A multidisciplinary research team at Purdue University in Indiana and the University of Bordeaux in France was awarded a $107,000 grant by the The Michael J. Fox Foundation for Parkinson’s Research to study the neuroprotective ability of a newly discovered gene associated with Parkinson’s disease.
The gene was discovered by Jean-Christophe Rochet, PhD, a professor of medicinal chemistry and molecular pharmacology at Purdue, when he and Min Zhang, PhD, a professor of statistics at Purdue, identified a list of genes related to Parkinson’s by analyzing several data sets obtained from one of the National Institutes of Health-Designated Data Repositories.
“While some of the genes on the list were already known, Chris [Rochet] found an interesting gene that has not been reported to be directly associated with Parkinson’s disease yet,” Zhang said in a press release.
The gene, called NFE2L1, produces a protein that controls other genes involved in the survival and maturation of dopaminergic neurons.
Parkinson’s disease is caused by the impairment or death of these dopamine-producing nerve cells, or neurons, in a region of the brain called the substantia nigra, which controls the body’s balance and movement.
“NFE2L1 levels are reduced in dopaminergic neurons in the brains of Parkinson’s disease patients,” Rochet said. “We recently found in a large-scale genomic study that a minor allele of NFE2L1 can lower Parkinson’s risk. These observations imply that neuron death in Parkinson’s disease may result in part from a loss of the neuroprotective action of NFE2L1.”

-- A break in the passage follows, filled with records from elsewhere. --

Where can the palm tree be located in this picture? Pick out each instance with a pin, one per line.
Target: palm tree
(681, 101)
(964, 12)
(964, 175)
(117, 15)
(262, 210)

Researchers hypothesize that increasing the production of the NFE2L1 protein in rodent models of Parkinson’s disease will reduce nerve cell death.
The team then intends to screen for compounds that can increase NF2L1 levels in the brain, either by stimulating its production or by blocking its degradation by the proteasome, a protein complex that destroys unnecessary or damaged proteins.
This research will not only shed light on the protein’s ability to reduce neurotoxicity, but the team also hopes it will aid in the development of Parkinson’s therapies that target NFE2L1 levels in the brain.